Pour réévaluer ces prévisions, les investisseurs suivent de près les prochaines publications de données économiques en provenance des États-Unis, ainsi que les commentaires des responsables de la Réserve fédérale.
Perspectives sur l'or
Rajat Bhattacharya, stratège en chef des investissements chez Standard Chartered, a déclaré que même si le cours de l'or avait initialement augmenté en raison de la demande de valeur refuge au début du conflit iranien, les prix ont récemment baissé.

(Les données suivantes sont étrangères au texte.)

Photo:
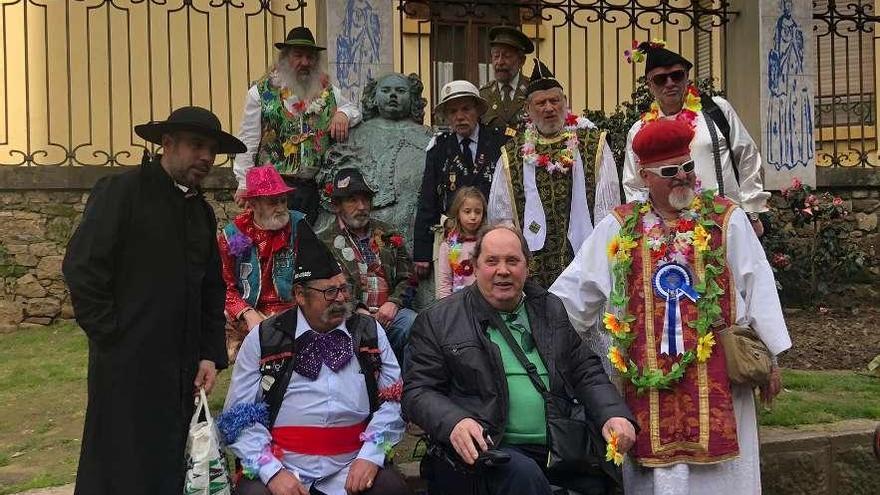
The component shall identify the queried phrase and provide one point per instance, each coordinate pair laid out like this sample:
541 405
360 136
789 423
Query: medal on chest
671 282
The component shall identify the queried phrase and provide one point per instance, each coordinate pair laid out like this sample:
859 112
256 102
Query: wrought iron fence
582 41
846 103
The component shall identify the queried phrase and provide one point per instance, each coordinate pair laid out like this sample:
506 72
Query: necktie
466 152
332 348
507 91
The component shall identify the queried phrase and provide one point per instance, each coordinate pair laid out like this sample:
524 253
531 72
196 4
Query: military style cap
510 36
541 79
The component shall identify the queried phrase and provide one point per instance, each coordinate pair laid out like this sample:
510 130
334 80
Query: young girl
467 214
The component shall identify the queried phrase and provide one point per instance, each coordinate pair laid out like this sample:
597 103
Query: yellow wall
80 75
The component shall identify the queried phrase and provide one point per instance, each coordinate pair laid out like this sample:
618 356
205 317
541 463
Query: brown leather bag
748 359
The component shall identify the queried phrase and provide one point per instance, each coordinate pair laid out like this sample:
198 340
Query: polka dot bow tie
332 348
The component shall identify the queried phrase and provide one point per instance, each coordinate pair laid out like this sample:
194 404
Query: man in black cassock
145 282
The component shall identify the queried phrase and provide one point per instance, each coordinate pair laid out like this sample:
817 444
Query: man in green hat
506 94
291 117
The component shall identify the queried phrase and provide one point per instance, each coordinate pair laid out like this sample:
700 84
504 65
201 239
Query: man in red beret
678 271
725 156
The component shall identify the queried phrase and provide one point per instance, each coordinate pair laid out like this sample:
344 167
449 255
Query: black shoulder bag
575 446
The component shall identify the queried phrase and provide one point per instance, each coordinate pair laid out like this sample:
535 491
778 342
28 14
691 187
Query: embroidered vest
693 421
291 143
555 193
247 266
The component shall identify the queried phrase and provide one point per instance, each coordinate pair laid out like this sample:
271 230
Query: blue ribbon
672 281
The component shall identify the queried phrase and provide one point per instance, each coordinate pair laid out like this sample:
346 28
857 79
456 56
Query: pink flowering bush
809 247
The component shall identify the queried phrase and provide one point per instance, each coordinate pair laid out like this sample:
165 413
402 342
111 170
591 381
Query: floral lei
561 161
462 269
688 114
690 236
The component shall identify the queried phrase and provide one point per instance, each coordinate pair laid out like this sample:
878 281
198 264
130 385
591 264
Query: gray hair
505 225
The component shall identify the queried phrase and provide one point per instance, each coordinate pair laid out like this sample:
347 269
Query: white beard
303 87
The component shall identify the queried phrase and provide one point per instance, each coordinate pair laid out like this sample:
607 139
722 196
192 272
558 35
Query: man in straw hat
463 156
726 157
314 402
672 275
554 178
258 250
291 117
506 94
144 277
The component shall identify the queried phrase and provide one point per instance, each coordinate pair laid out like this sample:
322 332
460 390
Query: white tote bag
206 466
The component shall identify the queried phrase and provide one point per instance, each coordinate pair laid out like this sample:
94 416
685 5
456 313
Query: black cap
350 181
314 261
541 79
299 36
510 36
193 119
658 56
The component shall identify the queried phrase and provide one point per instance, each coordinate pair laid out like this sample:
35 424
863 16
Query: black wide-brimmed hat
541 79
510 36
350 181
193 119
314 261
301 37
658 56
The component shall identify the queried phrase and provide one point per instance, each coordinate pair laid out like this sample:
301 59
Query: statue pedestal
783 122
359 39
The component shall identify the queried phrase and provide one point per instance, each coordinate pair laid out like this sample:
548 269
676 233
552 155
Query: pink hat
264 181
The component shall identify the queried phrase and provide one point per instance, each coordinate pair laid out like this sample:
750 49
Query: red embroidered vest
693 421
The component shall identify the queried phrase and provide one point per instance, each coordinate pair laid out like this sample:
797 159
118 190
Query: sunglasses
670 171
677 76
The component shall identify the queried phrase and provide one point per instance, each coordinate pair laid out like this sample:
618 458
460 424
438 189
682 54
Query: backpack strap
277 352
714 114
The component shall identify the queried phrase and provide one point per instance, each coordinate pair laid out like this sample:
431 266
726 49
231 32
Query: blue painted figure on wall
357 46
790 112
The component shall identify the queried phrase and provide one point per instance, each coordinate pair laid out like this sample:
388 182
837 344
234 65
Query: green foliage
809 247
811 397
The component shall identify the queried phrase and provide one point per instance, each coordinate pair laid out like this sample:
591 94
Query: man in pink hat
258 249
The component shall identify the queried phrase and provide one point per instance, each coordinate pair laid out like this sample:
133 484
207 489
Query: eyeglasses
676 75
331 293
670 171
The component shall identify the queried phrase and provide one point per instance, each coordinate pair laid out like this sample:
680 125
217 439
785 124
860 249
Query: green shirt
526 422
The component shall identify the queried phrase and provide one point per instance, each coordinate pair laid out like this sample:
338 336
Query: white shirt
251 129
475 138
748 193
333 399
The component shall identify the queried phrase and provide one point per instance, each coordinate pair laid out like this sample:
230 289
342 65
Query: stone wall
35 225
41 206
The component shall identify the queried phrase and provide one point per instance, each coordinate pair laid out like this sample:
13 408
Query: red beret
662 139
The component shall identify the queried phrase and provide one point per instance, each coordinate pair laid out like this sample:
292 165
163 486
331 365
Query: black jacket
144 277
453 371
445 174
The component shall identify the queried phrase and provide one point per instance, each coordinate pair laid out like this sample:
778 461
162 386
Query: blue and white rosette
671 282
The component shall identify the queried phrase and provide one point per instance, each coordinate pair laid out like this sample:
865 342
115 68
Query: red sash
694 421
318 440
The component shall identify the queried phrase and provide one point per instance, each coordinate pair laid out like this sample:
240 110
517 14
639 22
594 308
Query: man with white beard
666 275
258 253
553 179
291 117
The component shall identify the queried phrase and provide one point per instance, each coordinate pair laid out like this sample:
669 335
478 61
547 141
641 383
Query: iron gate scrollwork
79 74
846 101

Bhattacharya a ajouté que ce schéma se répète souvent en période de tensions sur les marchés, les investisseurs augmentant leurs liquidités pour couvrir les appels de marge ou simplement prendre des bénéfices lorsque cela est possible, notant que la récente vigueur du dollar a également pesé sur la demande d'or.
Fonds SPDR
Les avoirs du SPDR Gold Trust, le plus grand fonds négocié en bourse adossé à l'or au monde, ont diminué de 4,29 tonnes métriques lundi, marquant ainsi le huitième jour consécutif de baisse quotidienne, ramenant le total à 1 052,70 tonnes métriques, le niveau le plus bas depuis le 17 décembre.